The speech was briefly reported in two contemporary newspapers, and a transcript of the speech was published in the Anti-Slavery Bugle on June 21, 1851. It received wider publicity in 1863 during the American Civil War when Frances Dana Barker Gage published a different version, one which became known as Ain't I a Woman? because of its oft-repeated question. This later, better known and more widely available version was the one commonly referenced in popular culture and, until historian Nell Irvin Painter's 1996 biography of Truth, by historians as well.

Sojourner Truth was born Isabella Baumfree in 1797 in New York State. Truth ran from her master in 1827 after he went back on his promise of her freedom. She became a priest and an activist throughout the 1840s-1850s.[1] She delivered her speech, "Ain't I a Woman?", at the Women's Rights Convention in 1851. Truth questions the treatment of white women compared to Black women. Seemingly pointing out a man in the room, Truth says, "That man over there says that women need to be helped into carriages, and lifted over ditches, and to have the best place everywhere."[2] In the Gage version, she exclaims that no one ever does any of these things for her, repeating the question, "And ain't I a woman?" several times. She says that she has worked and birthed many children, making her as much a woman as anyone else. There is no official published version of her speech; many rewritings of it were published anywhere from one month to 12 years after it was spoken.  
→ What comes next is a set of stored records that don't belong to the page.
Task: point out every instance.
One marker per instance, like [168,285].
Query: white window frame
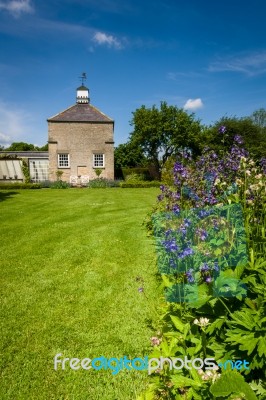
[98,163]
[62,163]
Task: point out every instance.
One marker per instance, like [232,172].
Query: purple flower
[186,252]
[216,266]
[189,275]
[170,245]
[175,209]
[204,268]
[202,234]
[222,129]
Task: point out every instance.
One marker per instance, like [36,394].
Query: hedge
[140,184]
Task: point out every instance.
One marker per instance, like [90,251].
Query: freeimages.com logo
[141,364]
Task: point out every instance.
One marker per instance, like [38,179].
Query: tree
[160,132]
[259,119]
[128,155]
[21,146]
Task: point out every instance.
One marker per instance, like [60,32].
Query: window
[63,160]
[98,160]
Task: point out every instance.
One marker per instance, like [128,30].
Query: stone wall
[80,140]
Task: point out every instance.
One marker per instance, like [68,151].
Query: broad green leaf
[232,382]
[177,323]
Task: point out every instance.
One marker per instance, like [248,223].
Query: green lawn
[69,263]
The phrase "Am I not a man and a brother?" had been used by British abolitionists since the late 18th century to decry the inhumanity of slavery.[3] This male motto was first turned female in the 1820s by British abolitionists,[4] then in 1830 the American abolitionist newspaper Genius of Universal Emancipation carried an image of a slave woman asking "Am I not a woman and a sister?"[3] This image was widely republished in the 1830s, and struck into a copper coin or token, but without the question mark, to give the question a positive answer.[4] In 1833, African American activist Maria W. Stewart used the words of this motto to argue for the rights of women of every race.
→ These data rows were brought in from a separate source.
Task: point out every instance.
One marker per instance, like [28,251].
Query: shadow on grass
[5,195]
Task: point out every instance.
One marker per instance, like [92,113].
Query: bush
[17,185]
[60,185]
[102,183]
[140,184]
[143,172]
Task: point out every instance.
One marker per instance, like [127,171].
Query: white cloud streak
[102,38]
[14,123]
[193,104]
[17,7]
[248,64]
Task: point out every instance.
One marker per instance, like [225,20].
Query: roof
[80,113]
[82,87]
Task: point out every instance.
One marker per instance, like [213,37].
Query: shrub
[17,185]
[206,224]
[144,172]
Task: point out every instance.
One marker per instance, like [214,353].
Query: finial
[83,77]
The first reports of the speech were published by the New York Tribune on June 6, 1851, and by The Liberator five days later. Both of these accounts were brief, lacking a full transcription.[5] The first complete transcription was published on June 21 in the Anti-Slavery Bugle by Marcus Robinson, an abolitionist and newspaper editor who acted as the convention's recording secretary.[6] The question "Ain't I a Woman?" does not appear in his account.[7]
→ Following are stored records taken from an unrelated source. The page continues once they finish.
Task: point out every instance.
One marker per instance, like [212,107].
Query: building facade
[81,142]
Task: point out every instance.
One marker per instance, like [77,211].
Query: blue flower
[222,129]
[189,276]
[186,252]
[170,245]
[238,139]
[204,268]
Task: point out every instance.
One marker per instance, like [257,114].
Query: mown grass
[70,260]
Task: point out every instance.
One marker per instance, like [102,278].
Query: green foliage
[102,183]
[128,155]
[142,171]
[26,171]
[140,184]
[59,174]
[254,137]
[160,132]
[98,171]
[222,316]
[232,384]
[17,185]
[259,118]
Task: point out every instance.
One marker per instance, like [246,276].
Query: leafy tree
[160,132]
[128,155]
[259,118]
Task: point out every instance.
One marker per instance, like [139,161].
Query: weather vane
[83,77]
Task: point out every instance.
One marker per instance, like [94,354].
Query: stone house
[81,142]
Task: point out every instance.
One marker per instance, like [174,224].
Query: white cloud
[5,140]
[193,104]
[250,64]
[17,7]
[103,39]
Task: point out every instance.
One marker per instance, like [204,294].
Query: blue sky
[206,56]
Twelve years later, in May 1863, Frances Dana Barker Gage published a very different transcription. In it, she gave Truth many of the speech characteristics of Southern slaves, and she included new material that Robinson had not reported. Gage's version of the speech was republished in 1875, 1881, and 1889, and became the historic standard. This version is known as "Ain't I a Woman?" after its oft-repeated refrain.[8] Truth's style of speech was not like that of Southern slaves;[9] she was born and raised in New York, and spoke only Dutch until she was nine years old.[10][11][12]


Sojourner Truth
1830s image of a slave woman saying "Am I Not a Woman and a Sister?"